One of the more depressing subject matterrs I've watched in a long time. The empty mall is a pathetic sign of a future I hope we can avoid, but doesn't look likely.
Wow! Megamall in middle of nowhere at the end of no highway or freeway propped up by a government that cannot allow its failure. For this they ripped up farmland? Good documentary gives you a feel of the vastness, emptiness and pointlessness of it all.
It's like the United States 100 years ago. Everything would burn down or fall apart and we'd just start all over again. In 1875 alone, there were over 100 head on collisions across America and nobody could figure out why.
A short documentary of a hubristic mall project in Southern China that is a dismal financial failure but kept alive by the government.

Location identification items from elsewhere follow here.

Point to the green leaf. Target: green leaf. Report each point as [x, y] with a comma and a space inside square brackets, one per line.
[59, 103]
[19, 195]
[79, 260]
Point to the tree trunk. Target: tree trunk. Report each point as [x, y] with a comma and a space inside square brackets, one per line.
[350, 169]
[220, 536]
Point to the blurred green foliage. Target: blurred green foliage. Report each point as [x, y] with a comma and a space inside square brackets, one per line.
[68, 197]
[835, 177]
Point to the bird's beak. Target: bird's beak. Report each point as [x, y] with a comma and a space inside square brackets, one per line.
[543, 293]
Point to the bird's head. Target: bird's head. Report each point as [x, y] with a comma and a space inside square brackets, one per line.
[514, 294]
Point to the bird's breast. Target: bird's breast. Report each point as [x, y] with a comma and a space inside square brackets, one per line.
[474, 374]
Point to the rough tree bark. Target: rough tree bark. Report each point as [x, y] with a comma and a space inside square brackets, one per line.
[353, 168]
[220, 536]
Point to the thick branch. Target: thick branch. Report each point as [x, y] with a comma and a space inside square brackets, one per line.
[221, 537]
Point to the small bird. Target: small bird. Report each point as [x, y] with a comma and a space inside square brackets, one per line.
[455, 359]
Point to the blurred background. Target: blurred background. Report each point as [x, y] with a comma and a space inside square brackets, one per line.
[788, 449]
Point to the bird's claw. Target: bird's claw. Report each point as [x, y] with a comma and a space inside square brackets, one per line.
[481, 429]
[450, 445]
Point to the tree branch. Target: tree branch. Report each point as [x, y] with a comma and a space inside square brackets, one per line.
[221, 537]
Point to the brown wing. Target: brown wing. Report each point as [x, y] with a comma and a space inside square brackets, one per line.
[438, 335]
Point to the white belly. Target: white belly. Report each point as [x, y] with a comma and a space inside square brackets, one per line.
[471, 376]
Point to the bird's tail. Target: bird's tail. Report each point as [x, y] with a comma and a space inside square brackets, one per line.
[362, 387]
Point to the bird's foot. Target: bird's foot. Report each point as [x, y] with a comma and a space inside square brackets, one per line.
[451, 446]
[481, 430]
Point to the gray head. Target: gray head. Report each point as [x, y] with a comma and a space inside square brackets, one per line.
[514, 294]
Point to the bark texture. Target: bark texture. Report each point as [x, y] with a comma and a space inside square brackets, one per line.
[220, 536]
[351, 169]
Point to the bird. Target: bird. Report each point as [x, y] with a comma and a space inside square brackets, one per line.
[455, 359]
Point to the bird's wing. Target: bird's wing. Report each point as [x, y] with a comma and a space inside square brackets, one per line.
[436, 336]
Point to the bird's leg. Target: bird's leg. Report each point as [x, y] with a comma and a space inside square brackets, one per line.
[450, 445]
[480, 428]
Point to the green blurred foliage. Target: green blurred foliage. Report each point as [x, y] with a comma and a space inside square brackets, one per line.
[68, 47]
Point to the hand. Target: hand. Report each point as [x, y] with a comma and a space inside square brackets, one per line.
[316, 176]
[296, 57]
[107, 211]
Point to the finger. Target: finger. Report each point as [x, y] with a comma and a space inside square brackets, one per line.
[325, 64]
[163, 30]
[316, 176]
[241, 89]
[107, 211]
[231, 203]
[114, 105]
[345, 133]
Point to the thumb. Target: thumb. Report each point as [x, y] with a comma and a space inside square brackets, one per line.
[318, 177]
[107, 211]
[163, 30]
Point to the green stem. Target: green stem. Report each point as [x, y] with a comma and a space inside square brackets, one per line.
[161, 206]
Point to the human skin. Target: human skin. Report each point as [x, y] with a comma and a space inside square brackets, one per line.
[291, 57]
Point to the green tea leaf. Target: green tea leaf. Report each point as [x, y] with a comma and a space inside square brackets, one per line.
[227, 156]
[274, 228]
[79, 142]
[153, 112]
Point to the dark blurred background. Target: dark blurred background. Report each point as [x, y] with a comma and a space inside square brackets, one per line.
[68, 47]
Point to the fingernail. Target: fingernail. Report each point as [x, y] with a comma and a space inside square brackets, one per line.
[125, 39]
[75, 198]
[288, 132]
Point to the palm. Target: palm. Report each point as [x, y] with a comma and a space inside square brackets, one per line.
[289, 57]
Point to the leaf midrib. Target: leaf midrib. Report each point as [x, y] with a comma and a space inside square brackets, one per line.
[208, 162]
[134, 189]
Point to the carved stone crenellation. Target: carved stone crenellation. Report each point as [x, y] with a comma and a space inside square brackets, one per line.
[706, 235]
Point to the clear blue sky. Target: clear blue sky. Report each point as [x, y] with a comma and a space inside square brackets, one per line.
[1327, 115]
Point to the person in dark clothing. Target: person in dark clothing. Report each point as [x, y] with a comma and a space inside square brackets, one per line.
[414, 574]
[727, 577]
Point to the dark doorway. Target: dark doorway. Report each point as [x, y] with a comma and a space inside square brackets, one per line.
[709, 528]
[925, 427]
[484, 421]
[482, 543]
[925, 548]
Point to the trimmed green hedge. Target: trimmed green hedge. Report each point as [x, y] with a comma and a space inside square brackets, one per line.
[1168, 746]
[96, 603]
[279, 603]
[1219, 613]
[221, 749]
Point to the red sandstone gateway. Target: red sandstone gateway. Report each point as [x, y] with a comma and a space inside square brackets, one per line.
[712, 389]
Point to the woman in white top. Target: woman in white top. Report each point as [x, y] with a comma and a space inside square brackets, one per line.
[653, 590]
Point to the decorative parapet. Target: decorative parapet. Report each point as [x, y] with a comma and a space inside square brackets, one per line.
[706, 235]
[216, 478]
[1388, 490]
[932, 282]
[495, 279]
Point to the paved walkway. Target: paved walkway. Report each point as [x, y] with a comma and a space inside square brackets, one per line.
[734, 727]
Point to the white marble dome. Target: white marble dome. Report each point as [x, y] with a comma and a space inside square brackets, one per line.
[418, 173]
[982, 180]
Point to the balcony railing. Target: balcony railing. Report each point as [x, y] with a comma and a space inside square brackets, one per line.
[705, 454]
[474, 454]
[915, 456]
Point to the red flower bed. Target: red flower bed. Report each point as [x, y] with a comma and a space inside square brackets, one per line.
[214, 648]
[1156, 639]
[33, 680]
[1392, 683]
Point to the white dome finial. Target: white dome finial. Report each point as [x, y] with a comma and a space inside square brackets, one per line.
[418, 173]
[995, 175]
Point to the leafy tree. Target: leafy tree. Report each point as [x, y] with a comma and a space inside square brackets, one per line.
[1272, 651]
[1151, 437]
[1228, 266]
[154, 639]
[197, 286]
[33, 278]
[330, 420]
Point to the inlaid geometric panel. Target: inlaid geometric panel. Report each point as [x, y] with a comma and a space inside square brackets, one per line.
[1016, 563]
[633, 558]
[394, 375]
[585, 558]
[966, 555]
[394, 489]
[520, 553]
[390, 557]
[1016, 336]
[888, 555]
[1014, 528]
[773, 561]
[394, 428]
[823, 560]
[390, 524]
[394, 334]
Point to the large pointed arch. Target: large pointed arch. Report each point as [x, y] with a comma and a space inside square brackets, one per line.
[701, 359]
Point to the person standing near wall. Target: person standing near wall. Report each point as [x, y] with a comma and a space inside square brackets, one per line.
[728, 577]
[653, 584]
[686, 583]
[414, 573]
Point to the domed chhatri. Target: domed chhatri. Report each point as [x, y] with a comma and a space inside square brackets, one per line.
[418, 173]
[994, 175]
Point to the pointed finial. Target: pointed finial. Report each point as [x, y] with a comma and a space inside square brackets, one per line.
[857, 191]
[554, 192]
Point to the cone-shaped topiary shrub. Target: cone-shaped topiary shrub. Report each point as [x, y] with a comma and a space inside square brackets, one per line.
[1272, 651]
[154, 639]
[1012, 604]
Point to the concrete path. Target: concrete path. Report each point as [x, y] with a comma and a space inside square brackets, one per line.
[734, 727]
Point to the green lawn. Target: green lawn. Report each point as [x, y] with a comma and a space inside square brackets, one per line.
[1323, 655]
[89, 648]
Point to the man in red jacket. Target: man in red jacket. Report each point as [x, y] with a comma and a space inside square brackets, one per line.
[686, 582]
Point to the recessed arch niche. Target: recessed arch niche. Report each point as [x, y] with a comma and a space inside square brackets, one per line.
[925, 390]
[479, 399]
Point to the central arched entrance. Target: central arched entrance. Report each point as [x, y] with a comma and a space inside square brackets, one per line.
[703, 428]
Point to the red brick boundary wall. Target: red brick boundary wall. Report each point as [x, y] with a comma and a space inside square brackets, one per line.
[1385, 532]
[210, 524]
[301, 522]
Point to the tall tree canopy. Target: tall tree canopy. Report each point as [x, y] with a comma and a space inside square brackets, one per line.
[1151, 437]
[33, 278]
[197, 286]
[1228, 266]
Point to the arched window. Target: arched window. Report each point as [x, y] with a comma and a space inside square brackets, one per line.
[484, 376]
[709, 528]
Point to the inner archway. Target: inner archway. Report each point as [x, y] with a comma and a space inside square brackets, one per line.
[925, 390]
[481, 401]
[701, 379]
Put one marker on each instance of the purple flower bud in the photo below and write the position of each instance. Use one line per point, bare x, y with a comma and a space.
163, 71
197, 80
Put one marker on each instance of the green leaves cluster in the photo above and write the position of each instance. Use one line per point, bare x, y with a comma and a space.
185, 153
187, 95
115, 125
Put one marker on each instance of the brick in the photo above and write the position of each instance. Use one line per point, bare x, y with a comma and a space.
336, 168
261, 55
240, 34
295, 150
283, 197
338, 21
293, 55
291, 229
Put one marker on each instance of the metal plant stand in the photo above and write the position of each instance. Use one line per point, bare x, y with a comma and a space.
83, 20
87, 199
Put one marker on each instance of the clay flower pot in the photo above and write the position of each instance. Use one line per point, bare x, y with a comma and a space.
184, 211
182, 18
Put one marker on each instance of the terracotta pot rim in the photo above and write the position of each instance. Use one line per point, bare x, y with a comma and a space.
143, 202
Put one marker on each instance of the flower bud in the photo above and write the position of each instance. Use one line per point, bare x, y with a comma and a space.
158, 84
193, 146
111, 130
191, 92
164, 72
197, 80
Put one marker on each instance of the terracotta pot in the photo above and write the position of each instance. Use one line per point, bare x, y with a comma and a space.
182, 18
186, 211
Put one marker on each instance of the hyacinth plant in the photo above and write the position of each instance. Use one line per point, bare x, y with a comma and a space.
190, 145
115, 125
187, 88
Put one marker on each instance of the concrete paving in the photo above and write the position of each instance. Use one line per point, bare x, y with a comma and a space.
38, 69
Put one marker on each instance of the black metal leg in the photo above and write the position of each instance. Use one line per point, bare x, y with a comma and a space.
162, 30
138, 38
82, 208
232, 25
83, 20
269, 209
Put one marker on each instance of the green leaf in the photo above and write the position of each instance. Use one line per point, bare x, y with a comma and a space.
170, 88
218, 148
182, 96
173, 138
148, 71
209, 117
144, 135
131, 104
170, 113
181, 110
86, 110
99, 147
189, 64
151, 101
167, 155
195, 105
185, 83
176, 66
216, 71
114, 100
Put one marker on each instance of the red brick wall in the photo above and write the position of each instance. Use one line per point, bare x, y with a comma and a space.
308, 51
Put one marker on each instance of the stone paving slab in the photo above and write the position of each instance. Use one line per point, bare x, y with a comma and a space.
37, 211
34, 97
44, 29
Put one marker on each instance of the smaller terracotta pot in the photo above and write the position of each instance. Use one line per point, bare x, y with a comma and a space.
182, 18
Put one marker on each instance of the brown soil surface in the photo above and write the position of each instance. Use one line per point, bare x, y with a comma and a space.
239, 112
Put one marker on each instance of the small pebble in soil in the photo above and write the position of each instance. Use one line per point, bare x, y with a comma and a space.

It's a short film and 13 minutes won't let us get too far into the general absurdity of the Chinese real estate market or, for that matter, even the difficulties of running a shopping mall even when it works. Still, I thought this was a great little film as a window on what's going on with the Chinese economy.
Maybe they will figure out how to connect China's many Ghost Cities with this Ghost Mall. A little Ghost Train goes a long way, right? Right? Especially since China has clearly "surpassed the West." Nice film.
Fascinating film. The mall seems initially to have a bright future, but it seems so dead! Have the Chinese made a mistake in building this thing? I am looking forward to seeing how the mall evolves.
Eerie and somewhat disturbing. Beautifully shot and a fascinating story of a mall I had never heard of. (And I thought that the Mall of America was too much...wow.)